You can express a condition such as `(A OR B) AND (C OR D)` by combining multiple filters like

```yaml
filters:
- type: row
condition: OR
conditions:
- {column: a, operator: "IS NOT NULL"}
- {column: b, operator: "IS NOT NULL"}
- type: row
condition: OR
conditions:
- {column: c, operator: "IS NOT NULL"}
- {column: d, operator: "IS NOT NULL"}
```

## Comparisions

* [embulk-filter-calcite](https://github.com/muga/embulk-filter-calcite)
* embulk-filter-calcite is a pretty nice plugin which enables us to write SQL query to filter embulk records, not only `WHERE` but also `SELECT`.
* Based on [my benchmark (Japanese)](http://qiita.com/sonots/items/a70482d29862de87624d), embulk-filter-row was faster than embulk-filter-calcite.
* Choose which to use as your demand.

## ToDo

* Support filtering by values of `type: json` with JSONPath
* Support IN operator

## ChangeLog

[CHANGELOG.md](./CHANGELOG.md)

## Development

Run example:

```
$ ./gradlew classpath
$ embulk preview -I lib example/example.yml
```

Run test:

```
$ ./gradlew test
```

Run checkstyle:

```
$ ./gradlew check
```

Release gem:

```
$ ./gradlew gemPush
```

## Development of SQL-like Syntax

Read the article [Supported SQL-like Syntax with embulk-filter-row using BYACC/J and JFlex](http://blog.livedoor.jp/sonots/archives/48172830.html).

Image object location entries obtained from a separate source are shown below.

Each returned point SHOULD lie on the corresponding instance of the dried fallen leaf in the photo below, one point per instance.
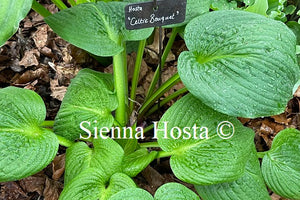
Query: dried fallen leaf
(11, 190)
(30, 58)
(40, 37)
(58, 166)
(52, 189)
(57, 92)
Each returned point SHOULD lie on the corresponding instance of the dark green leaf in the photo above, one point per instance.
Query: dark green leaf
(171, 191)
(106, 156)
(91, 185)
(98, 27)
(208, 158)
(11, 13)
(25, 148)
(250, 186)
(135, 162)
(281, 165)
(89, 101)
(132, 194)
(239, 63)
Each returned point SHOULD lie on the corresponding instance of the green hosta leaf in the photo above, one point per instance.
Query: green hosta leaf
(239, 63)
(223, 5)
(135, 162)
(295, 27)
(96, 27)
(194, 8)
(207, 159)
(167, 191)
(90, 99)
(106, 156)
(259, 7)
(281, 165)
(11, 13)
(91, 185)
(171, 191)
(25, 148)
(132, 194)
(250, 186)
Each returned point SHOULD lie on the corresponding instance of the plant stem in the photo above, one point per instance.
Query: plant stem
(59, 4)
(149, 144)
(63, 141)
(37, 7)
(72, 2)
(163, 60)
(166, 100)
(120, 82)
(136, 73)
(261, 154)
(48, 123)
(148, 128)
(162, 154)
(158, 93)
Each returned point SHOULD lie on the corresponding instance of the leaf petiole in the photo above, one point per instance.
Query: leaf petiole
(48, 123)
(158, 93)
(163, 60)
(136, 73)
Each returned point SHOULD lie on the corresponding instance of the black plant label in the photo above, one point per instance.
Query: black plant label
(147, 14)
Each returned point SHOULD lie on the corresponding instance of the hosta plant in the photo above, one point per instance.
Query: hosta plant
(240, 63)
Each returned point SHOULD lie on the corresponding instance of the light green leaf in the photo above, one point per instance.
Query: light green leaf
(250, 186)
(171, 191)
(135, 162)
(106, 156)
(98, 28)
(295, 27)
(259, 7)
(239, 63)
(194, 8)
(91, 185)
(132, 194)
(208, 158)
(281, 165)
(89, 101)
(25, 148)
(11, 13)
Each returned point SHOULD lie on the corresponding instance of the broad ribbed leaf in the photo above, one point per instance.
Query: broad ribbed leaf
(208, 158)
(281, 165)
(106, 156)
(11, 13)
(250, 186)
(194, 8)
(135, 162)
(25, 148)
(97, 28)
(259, 7)
(223, 5)
(167, 191)
(90, 99)
(172, 191)
(91, 185)
(239, 63)
(132, 194)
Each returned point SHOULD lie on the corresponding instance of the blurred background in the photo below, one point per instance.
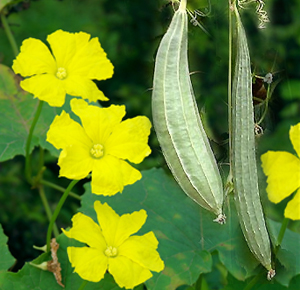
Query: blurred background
(130, 32)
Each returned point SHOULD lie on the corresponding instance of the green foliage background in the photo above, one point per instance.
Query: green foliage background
(130, 31)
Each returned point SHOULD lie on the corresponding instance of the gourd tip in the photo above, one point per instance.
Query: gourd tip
(220, 219)
(271, 274)
(182, 6)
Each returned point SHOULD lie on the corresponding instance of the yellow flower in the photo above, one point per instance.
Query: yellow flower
(100, 145)
(283, 171)
(75, 62)
(111, 247)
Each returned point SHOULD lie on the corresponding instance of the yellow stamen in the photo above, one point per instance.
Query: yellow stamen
(97, 151)
(61, 73)
(111, 251)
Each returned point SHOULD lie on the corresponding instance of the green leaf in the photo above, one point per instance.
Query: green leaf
(186, 232)
(288, 254)
(30, 277)
(17, 109)
(3, 3)
(6, 259)
(290, 90)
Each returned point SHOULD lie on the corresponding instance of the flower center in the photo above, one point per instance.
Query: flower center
(61, 73)
(97, 151)
(111, 251)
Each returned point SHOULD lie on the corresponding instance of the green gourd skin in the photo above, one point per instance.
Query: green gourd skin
(246, 191)
(177, 122)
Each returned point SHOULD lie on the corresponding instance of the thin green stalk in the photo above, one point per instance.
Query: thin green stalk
(266, 106)
(83, 285)
(283, 228)
(47, 209)
(41, 159)
(28, 142)
(57, 210)
(230, 82)
(9, 35)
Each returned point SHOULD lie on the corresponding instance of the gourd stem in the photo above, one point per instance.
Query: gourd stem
(9, 34)
(57, 210)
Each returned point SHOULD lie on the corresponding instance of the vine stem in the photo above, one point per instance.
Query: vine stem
(9, 35)
(83, 285)
(230, 5)
(28, 142)
(57, 210)
(59, 188)
(47, 209)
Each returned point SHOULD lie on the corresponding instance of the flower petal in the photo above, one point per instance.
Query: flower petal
(127, 273)
(117, 229)
(295, 138)
(97, 122)
(34, 58)
(46, 87)
(89, 263)
(292, 210)
(283, 171)
(142, 250)
(75, 162)
(85, 230)
(64, 132)
(83, 87)
(129, 140)
(110, 175)
(80, 55)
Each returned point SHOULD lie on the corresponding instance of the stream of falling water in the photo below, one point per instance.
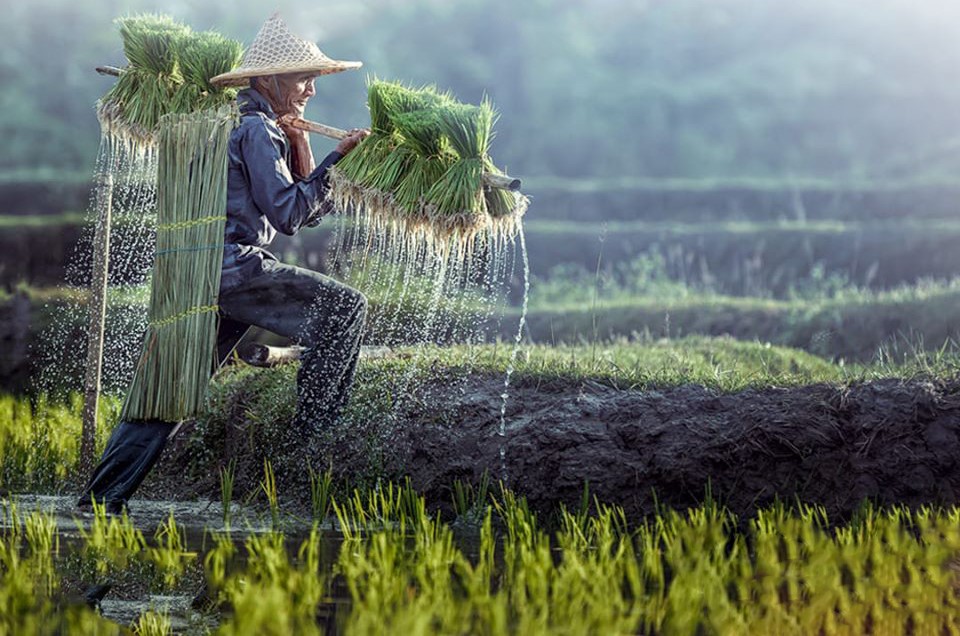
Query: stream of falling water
(133, 168)
(502, 432)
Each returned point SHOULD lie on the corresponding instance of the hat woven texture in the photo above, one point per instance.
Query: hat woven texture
(276, 50)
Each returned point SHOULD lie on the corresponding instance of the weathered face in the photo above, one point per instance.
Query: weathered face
(295, 90)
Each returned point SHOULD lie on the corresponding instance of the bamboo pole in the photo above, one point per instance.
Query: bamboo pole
(498, 181)
(96, 320)
(501, 182)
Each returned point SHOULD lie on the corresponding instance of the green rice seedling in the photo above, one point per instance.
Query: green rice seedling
(146, 90)
(169, 555)
(202, 56)
(470, 501)
(29, 582)
(227, 477)
(271, 595)
(152, 623)
(321, 494)
(420, 174)
(112, 543)
(269, 487)
(39, 439)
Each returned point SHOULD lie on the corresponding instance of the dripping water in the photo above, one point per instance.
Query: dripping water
(502, 432)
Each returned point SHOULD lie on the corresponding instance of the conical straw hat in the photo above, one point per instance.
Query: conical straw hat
(276, 50)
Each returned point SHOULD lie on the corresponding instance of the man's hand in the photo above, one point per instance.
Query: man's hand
(354, 136)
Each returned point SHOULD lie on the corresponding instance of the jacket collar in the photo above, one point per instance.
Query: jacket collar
(251, 101)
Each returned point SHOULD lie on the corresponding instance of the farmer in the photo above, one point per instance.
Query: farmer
(273, 185)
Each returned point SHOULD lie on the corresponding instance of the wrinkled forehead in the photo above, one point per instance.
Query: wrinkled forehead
(290, 79)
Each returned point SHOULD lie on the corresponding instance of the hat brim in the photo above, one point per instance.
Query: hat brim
(241, 76)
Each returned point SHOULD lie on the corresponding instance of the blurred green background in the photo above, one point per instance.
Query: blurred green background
(782, 172)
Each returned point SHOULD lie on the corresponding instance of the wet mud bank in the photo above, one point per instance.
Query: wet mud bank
(890, 442)
(893, 442)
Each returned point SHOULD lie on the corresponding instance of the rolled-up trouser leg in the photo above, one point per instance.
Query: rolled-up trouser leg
(324, 316)
(134, 447)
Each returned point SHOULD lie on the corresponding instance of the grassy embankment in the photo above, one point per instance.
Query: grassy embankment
(401, 570)
(39, 436)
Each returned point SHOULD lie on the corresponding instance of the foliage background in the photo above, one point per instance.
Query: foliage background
(601, 88)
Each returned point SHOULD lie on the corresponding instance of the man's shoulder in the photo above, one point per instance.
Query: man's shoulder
(257, 124)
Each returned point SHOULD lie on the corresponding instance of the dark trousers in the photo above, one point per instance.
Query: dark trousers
(320, 314)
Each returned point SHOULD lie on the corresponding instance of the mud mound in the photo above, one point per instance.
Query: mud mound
(891, 441)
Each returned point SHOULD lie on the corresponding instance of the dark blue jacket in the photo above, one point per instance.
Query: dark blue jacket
(262, 196)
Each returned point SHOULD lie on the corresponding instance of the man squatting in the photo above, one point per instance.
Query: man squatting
(273, 186)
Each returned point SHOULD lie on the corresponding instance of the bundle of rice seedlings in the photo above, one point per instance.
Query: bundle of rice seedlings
(180, 345)
(420, 133)
(168, 71)
(145, 90)
(202, 56)
(422, 170)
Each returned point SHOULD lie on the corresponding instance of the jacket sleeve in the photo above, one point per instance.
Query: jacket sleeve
(286, 203)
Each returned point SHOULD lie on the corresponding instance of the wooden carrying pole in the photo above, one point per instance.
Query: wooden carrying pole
(97, 318)
(498, 181)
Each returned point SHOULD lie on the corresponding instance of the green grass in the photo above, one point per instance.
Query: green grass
(855, 325)
(403, 570)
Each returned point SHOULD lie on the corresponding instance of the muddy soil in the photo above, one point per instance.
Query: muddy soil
(890, 441)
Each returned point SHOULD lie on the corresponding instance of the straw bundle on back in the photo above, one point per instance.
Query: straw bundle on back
(163, 102)
(420, 173)
(178, 353)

To download BYACC/J and JFlex and run them, you can use:

```
$ script/byaccj.sh
```

or

```
$ ./gradlew byaccj # this runs script/byaccj.sh internally
```

This generates `src/main/java/org/embulk/filter/row/where/{Parser,ParserVal,Yylex}.java`.

The `byaccj` task of gradle is ran before `compileJava` task (which means to be ran before `classpath` or `test` task also) automatically.